Tra le pagine del libro
Nei trentaquattro ritratti che Lucini produce c’è posto, tra gli altri, per l’ottimista Maurice Chevalier che lavora tra il teatro di rivista il cinema e la canzone. Accusato di collaborazionismo ai tempi della repubblica di Vichy, come altri, ad esempio Georgius, autore di trenta romanzi, opere teatrali e circa millecinquecento canzoni. Per Fernandel: attore, cantante, fantasista, intrattenitore, ballerino. Jean Gabin, l’eroe proletario col profilo cambiato da un pugno che ha saputo dare una speranza di riscatto alle classi subalterne impersonando eroi di un mondo precario, uomini che reagiscono alle batoste della vita. Jean Sablon, il primo a valorizzare il microfono come un vero e proprio strumento. Tino Rossi: mille canzoni registrate, 300 milioni di dischi venduti. Capace di suscitare forme di ammirazione di massa che anticipano quelle riservate a Elvis Presley e ai Beatles.
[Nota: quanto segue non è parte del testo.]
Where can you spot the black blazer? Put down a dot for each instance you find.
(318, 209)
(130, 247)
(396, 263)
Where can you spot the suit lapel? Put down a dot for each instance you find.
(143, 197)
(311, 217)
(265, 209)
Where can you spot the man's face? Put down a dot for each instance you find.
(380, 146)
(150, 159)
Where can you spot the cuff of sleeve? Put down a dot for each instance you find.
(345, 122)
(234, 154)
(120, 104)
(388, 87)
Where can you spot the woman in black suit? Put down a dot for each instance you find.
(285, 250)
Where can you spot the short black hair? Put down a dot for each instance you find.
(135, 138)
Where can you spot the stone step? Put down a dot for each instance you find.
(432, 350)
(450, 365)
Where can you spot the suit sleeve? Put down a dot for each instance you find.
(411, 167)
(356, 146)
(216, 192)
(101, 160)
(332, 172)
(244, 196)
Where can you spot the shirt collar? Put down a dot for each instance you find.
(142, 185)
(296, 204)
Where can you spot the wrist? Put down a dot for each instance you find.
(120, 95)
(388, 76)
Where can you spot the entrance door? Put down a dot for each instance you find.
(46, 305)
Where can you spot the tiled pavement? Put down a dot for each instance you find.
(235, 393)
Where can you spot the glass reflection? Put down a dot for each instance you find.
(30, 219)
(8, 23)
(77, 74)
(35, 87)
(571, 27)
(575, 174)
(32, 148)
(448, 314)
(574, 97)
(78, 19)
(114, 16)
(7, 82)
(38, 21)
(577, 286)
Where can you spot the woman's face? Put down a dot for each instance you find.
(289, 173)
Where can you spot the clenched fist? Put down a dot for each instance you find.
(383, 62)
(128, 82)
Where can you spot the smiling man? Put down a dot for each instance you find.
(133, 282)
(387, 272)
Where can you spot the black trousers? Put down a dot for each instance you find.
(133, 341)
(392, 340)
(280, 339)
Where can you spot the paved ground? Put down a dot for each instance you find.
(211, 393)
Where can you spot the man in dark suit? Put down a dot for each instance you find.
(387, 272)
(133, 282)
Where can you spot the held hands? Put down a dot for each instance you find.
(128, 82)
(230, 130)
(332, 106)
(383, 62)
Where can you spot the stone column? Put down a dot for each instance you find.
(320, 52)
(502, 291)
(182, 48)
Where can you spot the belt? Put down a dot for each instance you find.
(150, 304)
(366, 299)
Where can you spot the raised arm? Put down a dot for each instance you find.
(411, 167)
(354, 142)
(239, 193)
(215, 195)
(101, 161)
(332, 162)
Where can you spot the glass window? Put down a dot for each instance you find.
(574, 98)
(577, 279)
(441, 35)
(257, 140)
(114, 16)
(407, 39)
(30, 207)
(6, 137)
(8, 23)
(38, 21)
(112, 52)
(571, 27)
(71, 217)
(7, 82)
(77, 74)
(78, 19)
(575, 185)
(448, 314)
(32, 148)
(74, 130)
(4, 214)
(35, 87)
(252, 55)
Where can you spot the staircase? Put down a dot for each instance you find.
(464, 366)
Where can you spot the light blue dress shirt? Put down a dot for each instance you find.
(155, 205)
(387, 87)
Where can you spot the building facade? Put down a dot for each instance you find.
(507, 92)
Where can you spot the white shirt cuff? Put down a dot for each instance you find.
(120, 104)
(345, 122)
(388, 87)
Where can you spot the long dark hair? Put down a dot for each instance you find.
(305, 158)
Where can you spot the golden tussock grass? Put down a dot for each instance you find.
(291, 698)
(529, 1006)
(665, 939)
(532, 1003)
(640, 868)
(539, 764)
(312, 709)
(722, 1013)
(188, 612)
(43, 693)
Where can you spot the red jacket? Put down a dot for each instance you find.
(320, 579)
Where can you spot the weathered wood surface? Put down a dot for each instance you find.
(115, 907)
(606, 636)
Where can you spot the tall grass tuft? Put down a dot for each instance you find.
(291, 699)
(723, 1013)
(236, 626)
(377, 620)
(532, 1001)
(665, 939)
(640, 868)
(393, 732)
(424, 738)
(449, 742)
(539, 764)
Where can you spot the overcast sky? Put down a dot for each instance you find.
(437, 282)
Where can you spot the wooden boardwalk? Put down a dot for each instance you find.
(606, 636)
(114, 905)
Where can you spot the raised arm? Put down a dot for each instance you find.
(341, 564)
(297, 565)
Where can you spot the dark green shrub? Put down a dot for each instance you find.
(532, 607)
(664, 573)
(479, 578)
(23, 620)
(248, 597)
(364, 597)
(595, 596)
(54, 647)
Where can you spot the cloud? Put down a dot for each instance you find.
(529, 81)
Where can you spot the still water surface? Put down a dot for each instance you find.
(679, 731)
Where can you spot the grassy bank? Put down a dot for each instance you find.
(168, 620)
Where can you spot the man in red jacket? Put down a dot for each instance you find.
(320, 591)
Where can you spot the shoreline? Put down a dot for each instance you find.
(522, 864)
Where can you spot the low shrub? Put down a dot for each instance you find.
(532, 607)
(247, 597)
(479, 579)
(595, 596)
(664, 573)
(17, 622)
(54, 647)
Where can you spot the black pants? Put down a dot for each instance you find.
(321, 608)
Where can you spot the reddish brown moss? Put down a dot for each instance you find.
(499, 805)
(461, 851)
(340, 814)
Rudy Ventura che mescola jazz, canzoni, brevi sketches e improvvisazione scenica. Charles Trenet, detto il cantante folle, nonché il gigante della canzone moderna francese. Leo Ferré: il libertario anarchico abile nel passare dalla poesia all’invettiva senza perdere l’eleganza. Henri Salvador, la cui carriera attraversa la canzone europea per più di sessant’anni. Francis Lemarque, forse uno dei più politicizzati animatori sociali. Yves Montand, l’italo -francese che colpisce al cuore dive e casalinghe, col suo sguardo sornione, l’aria arruffata, la voce capace di accarezzare l’anima. Georges Bressans, l’orso geniale, ironico, scorbutico al punto da spaventare De André. Mette la parola al centro con una scrittura matematica, un linguaggio raffinato e rigoroso col quale racconta gli ultimi, quelli che vivono ai margini. Charles Aznavour: l’istrione che racconta l’amore. Gilbert Bécaud: chi non lo ama lo vive con insofferenza. Protagonista di una rivoluzione musicale simile a quella di Domenico Modugno. Serge Gainsbourg, quello di je t’aime…, ma non solo. Jacques Brel, che amava dire: io non porto messaggi, lo lascio fare ai postini. Così replicava a chi tentava di stanarlo sulle questioni politiche.